Prof. LI Chuan-Feng Li’s Group of CAS Key Laboratory of Quantum Information made new progress in the study of fundamental problems in quantum mechanics. LI Chuanfeng, LIU Biheng, and others collaborated with theoretical physicists from Spain, Hungary, and Germany to demonstrate for the first time the existence of stronger-than-binary correlations in quantum mechanics. The results were published in Physical Review Letters on May 4th and were incorporated into the "Editor's Suggestion".
Let's look at the measurement problem. Quantum measurement is one of the basic problems in quantum mechanics. In classical theory, complex multivalued problem measurements can be disassembled into binary measurements. For example, for a three-outcome problem (set the output results to 1, 2, and 3, respectively), two-step two-outcome measurement can be used to complete: The first step is to determine whether the measurement result is 1, if not, then proceed to the next two-outcome (2 3) Measurement to determine if the measurement is 2 or 3. However, for quantum system measurements, things are not so simple. The theoretical collaborators of the research group used the three-dimensional quantum entanglement to construct a special inequality based on the binary theory. The violation of the inequality means the existence of stronger-than-binary correlations in Quantum Mechanics. However, it is very difficult to test this inequality experimentally because of the need for extremely high-quality sources of high-dimensional entanglement.

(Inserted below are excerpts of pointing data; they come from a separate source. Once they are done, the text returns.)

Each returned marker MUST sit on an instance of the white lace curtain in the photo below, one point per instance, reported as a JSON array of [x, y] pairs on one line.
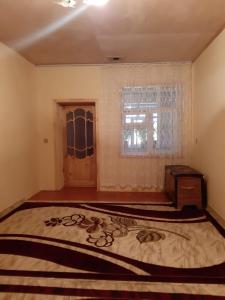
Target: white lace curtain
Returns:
[[151, 120], [145, 122]]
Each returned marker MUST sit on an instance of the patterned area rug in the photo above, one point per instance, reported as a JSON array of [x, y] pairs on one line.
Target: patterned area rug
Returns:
[[56, 250]]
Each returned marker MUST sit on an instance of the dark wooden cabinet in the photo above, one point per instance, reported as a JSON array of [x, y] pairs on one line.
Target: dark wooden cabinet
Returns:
[[185, 186]]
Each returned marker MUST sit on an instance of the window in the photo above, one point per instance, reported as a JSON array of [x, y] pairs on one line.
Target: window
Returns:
[[150, 120]]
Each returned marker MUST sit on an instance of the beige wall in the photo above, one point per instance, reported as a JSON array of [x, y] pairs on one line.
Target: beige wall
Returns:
[[85, 82], [17, 129], [209, 120]]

As early as 2016, Li’s group developed high-quality three-dimensional entangled photon sources [PRL 117, 170403 (2016)]. To test this inequality based on binary theory, they simplified the design of the entangled photon source and further improved the performance of the entangled photon source. In Experiment, they distributed the two photons entangled in three dimensions to two laboratories 8 meters apart and measured them with randomly chosen measurement bases. The experimental observation violates the inequality with more than 9 standard deviations and demonstrates for the first time the existence of stronger-than-binary correlations in quantum mechanics.
They have published the complete original data of this experiment online for international peers to conduct more in-depth data analysis. This experiment will promote further research on the fundamental problem of quantum theory.